Söz konusu karara yargı mercilerinde itiraz edilmiş olup, idare mahkemesi tarafından kararın hukuka uygun olduğu yönünde karar verilmiş ve bu karar Danıştay tarafından da onanmıştır. Dosya şu an karar düzeltme aşamasında olup, kararın kesinleşmesi için Danıştay İdari Dava Daireleri Kurulu tarafından verilecek karar beklenmektedir.

Karar kesinleşmemiş olmakla birlikte, bankaların faiz oranlarında uyumlu eylemleri ile rekabete aykırı davrandıkları Kurum raporu ile tespit edilmiş olmakla 21.08.2007-22.09.2011 tarihleri arasında adı sayılı bankalardan kredi kullanan müşterilerin, rekabete aykırı eylem nedeniyle uğradıkları zararın tahsili için dava açmalarının önü açılmıştır.

Söz konusu davalar, tüketiciler tarafından Tüketici Mahkemelerinde, tacirler tarafından ise Ticaret Mahkemelerinde ikame edilmeye başlanmıştır. Özellikle Tüketici Mahkemeleri nezdinde ciddi bir dava yığılması söz konusu olup, Tüketici Mahkemeleri’nde adeta olağanüstü hal durumu söz konusudur.

 

Açılan ilk davalardan biri İstanbul 12. Tüketici Mahkemesi nezdinde görülmüş olup, söz konusu karar, bundan sonra açılacak dava ve verilecek kararlara ışık tutar niteliktedir.

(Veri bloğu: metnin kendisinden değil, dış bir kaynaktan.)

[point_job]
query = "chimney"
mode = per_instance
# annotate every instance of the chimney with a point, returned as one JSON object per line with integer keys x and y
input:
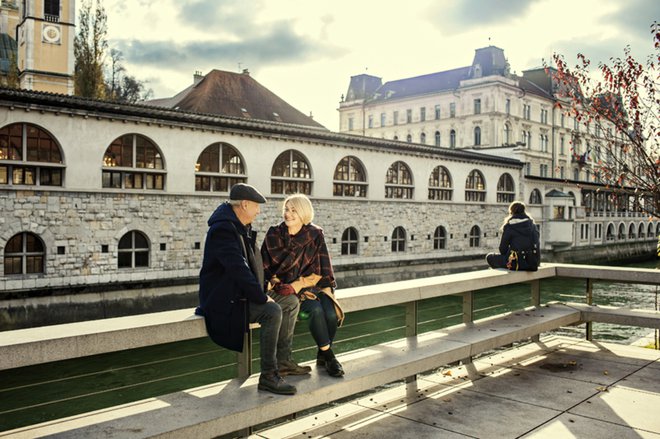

Mahkeme, kendisine yapılan itirazlara rağmen Rekabet Kurumu’nun kararı aleyhine açılan davaların kesinleşmesini beklemeksizin, Rekabet Kurumu kararında yer alan tespit ve deliller sonucunda rekabete aykırı eylemin varlığının sabit olduğu yönünde karar vermiş ve bu eylem sonucunda zarara uğrayan birey ve tüzel kişilerin niceliğini göz önünde tutarak “gecikmiş adalet adalet değildir.” Kavramından hareketle davacı lehine hüküm tesis etmiştir.

 

Kararda, davacı lehine hükmedilecek zararın tespitinde şu hususlar göz önünde bulundurulmuştur.

 

Rekabet Kurulu kararında, Bankaların rekabeti ihlal eden uyumlu eylemler neticesinde konut kredisi, ihtiyaç kredisi ve taşıt kredisi türlerinde hangi oranlarda fayda elde ettikleri belirtilmiştir. Örneğin, konut kredisinde 2008 yılının 10. Ayında Garanti Bankası tüm vade türlerinde %12 oranında, Akbank %10 oranında, İş Bankası %15 oranında, YKB %15 oranında, Finansbank %15 oranında faiz artışı yapmışlardır.

 

Davacının uğradığı zararın tespiti için Rekabet Kurumu tarafından yapılan tespitler baz alınmış ve Mahkeme tarafından öncelikle davacının fazladan ödediği faiz tutarı hesaplanmış, daha sonra da ödemelerin yapıldığı tarihten dava tarihine kadar olan dönem için faiz hesabı yapılmıştır.  Böylece müşteri tarafından fazladan ödenen faiz (=zarar) üzerinden hesaplanan faiz zarara eklenmiştir. Müşterinin uğradığı zarar ve buna işleyen faiz bu şekilde hesaplandıktan sonra ise Rekabetin Korunması Hakkında Kanun’un 58. Maddesi uyarınca tazminat hesabına geçilmiştir.

 

  1. madde uyarınca; “… Ortaya çıkan zarar, tarafların anlaşması ya da kararları veya ağır ihmallerinin olduğu hallerden kaynaklanmaktaysa, hakim, zarar görenlerin talebi üzerine uğranılan zararın ya da zarara neden olanların elde ettiği veya elde etmesi muhtemel olan karların 3 katı oranında tazminata hükmedilebilir.”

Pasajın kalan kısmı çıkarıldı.